The observed EQ-5D health states are presented in online resource Supplementary Table S1. In total, 167 out of the 243 possible EQ-5D health states were observed and 51 health states had 20 or more observations. The most frequently occurred health state was 11111 (87 % of the population), followed by 11121 and 11112. The mean VAS value for 11111 was 82.6, which was 17 points below the upper boundary of best health state. The mean VAS value for 33333 was 34, which was 34 points above the lower bound of worst health state.

Table 3 shows the coefficients produced by OLS based on individual-level data. Models 1 and 2 included all the ten dummy variables; the coefficients were monotonic except for SC2. In Models 3 and 4, all coefficients were monotonic. In Models 5 and 6, coefficient for self-care dimension and N3 were positive. In Model 4, the N3 terms were negative and significant. However, the F-test did not suggest that the Model 4 was significantly better than Model 3.

Table 3 Regression analysis on VAS values and EQ-5D dimensions, individual-level data

Table 4 shows the coefficients produced by OLS based on aggregated data. The coefficients are monotonic for all dimensions in all models. For level 3, anxiety/depression had the greatest coefficient, followed by pain/discomfort and usual activities. For level 2, pain/discomfort had largest coefficient, followed by mobility and anxiety/depression. Overall, by excluding health states with fewer observations in the analyses, the adjusted R2 improved from Model 1M1 (0.91) to Model 1M3 (0.93).

Table 4 Regression analysis on VAS values, EQ-5D dimensions, aggregated data

The estimated values predicted by different models were compared with the observed values (Fig. 1), and goodness-of-fit statistics were reported (Table 5). For health states with 20 or more observations, for individual-level data, Models 3 and 4 performed the best; for aggregated data, it was Model 1M1.

Fig. 1
figure 1

Observed values compared with predicted values from different OLS models for the most frequently occurred health states

Table 5 Spearman rank correlation coefficients (SCC) and mean absolute difference (MAD)

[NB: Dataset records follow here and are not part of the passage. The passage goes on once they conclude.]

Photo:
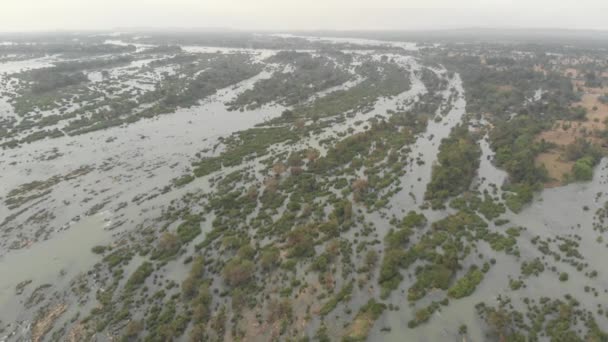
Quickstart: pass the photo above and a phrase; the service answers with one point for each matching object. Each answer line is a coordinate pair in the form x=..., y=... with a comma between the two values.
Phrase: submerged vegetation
x=362, y=198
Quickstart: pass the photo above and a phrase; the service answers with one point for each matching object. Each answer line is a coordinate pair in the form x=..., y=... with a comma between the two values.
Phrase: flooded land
x=284, y=187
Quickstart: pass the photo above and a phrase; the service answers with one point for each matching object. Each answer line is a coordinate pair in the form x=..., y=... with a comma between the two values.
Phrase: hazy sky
x=19, y=15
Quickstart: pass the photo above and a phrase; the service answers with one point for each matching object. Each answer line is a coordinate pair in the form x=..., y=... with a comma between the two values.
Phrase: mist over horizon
x=268, y=15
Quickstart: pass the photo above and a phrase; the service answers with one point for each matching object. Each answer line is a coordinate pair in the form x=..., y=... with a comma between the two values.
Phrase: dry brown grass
x=565, y=132
x=360, y=327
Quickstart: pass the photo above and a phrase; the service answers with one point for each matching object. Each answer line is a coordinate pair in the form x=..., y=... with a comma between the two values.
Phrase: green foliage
x=466, y=285
x=583, y=169
x=238, y=272
x=457, y=164
x=343, y=295
x=189, y=229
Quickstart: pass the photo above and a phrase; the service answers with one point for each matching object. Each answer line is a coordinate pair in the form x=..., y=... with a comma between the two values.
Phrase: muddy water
x=141, y=158
x=55, y=262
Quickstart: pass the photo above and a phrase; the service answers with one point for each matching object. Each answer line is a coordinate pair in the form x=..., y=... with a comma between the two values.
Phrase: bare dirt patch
x=565, y=132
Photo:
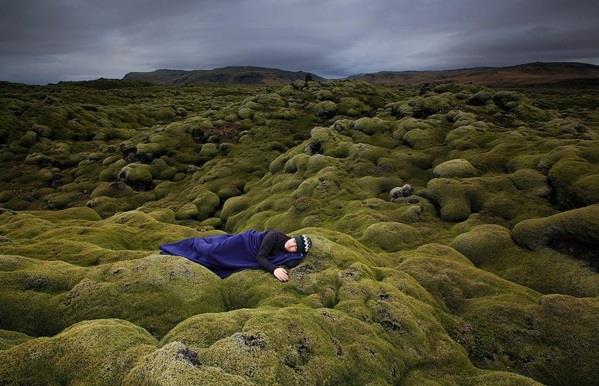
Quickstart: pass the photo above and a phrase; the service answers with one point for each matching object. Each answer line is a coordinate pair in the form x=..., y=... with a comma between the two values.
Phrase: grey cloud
x=47, y=41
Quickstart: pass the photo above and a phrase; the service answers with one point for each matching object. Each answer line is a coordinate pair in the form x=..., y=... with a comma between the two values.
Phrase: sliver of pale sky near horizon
x=46, y=41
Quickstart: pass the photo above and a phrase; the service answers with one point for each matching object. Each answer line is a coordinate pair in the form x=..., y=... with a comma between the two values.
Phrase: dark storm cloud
x=47, y=41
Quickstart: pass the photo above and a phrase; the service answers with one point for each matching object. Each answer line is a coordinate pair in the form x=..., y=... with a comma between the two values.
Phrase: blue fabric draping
x=225, y=254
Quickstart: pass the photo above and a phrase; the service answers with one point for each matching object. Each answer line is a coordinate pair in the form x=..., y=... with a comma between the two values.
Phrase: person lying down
x=270, y=250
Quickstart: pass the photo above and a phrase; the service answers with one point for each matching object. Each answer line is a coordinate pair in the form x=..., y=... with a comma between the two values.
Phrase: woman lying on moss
x=270, y=250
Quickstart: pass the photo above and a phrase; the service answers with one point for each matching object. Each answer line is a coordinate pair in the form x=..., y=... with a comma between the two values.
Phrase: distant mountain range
x=224, y=75
x=523, y=74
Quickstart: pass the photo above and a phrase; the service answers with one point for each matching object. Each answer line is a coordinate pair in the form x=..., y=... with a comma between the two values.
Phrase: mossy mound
x=426, y=287
x=577, y=227
x=455, y=168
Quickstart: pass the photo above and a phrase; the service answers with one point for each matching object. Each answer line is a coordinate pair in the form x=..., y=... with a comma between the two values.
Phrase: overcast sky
x=44, y=41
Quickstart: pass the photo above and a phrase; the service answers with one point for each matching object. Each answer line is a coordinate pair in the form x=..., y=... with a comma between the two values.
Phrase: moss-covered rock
x=455, y=168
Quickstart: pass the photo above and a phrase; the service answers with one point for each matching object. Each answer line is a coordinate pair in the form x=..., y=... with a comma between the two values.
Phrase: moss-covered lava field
x=487, y=274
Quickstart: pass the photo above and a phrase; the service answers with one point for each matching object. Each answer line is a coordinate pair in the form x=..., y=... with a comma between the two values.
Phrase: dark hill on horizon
x=224, y=75
x=519, y=75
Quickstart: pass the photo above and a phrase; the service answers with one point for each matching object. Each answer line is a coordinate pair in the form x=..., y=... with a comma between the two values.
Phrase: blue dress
x=225, y=254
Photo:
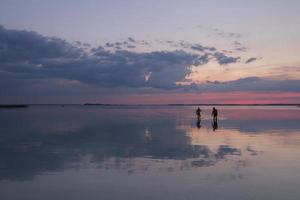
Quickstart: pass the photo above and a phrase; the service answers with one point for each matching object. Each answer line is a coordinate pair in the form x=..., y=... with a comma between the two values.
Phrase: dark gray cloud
x=248, y=84
x=35, y=64
x=250, y=60
x=199, y=47
x=27, y=58
x=225, y=34
x=224, y=60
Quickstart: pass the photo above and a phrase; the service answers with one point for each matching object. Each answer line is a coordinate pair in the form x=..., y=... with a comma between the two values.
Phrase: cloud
x=31, y=63
x=225, y=60
x=199, y=47
x=248, y=84
x=27, y=58
x=225, y=34
x=250, y=60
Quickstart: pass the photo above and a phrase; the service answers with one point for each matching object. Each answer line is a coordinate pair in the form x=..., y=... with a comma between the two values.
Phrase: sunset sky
x=144, y=52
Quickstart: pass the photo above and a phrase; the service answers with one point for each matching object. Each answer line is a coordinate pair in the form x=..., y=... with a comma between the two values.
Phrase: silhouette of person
x=198, y=113
x=214, y=125
x=199, y=123
x=214, y=113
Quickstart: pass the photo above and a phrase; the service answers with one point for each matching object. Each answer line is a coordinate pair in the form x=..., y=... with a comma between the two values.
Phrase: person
x=198, y=113
x=214, y=125
x=214, y=113
x=199, y=123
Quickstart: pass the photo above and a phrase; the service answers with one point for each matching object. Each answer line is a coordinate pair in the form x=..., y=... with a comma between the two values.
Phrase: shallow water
x=90, y=152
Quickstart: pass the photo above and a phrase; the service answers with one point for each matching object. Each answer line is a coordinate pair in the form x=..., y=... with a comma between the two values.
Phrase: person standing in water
x=198, y=113
x=214, y=113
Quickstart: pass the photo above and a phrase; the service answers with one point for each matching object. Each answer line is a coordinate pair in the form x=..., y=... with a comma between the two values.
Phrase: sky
x=144, y=52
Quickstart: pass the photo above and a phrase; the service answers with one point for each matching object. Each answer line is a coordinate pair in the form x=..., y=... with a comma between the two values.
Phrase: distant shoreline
x=108, y=105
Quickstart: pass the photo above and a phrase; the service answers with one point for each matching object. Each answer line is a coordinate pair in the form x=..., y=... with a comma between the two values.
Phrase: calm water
x=77, y=152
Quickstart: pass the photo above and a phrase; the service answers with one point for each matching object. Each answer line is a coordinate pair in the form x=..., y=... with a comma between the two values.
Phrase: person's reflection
x=214, y=125
x=199, y=123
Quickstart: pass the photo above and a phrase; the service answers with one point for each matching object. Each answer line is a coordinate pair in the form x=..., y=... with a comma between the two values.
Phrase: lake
x=149, y=152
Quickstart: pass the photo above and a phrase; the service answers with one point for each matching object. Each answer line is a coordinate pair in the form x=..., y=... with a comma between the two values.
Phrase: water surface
x=94, y=152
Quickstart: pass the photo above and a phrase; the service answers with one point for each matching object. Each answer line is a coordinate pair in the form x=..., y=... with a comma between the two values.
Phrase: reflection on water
x=146, y=152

The parsimony, monotonicity criteria and F-test (Table 3), and goodness-of-fit analyses (Table 5; Fig. 1) suggested that for the individual-level data, Model 3 was the best-fitting model; for the aggregated data, it was Model 1M1. For Model 3, the intercept was 82.4, corresponded to the observed mean value for health state 11111 (82.6). Coefficients for level 3 and level 2 were compared in absolute terms. For level 3, the greatest coefficient was seen for anxiety/depression (16.6), followed by pain/discomfort (14.0) and usual activities (11.2). For level 2, the greatest coefficient was seen for pain/discomfort (11.1), followed by anxiety/depression (8.4) and mobility (6.5). For Model 1M1, the intercept was 74.1, which was about 9 points lower than the observed value for 11111. For level 3, the greatest coefficient was seen for anxiety/depression (12.4), followed by pain/discomfort (9.9) and usual activities (9.8). For level 2, the greatest coefficient was seen for pain/discomfort (6.4), followed by anxiety/depression (5.1) and mobility (4.5).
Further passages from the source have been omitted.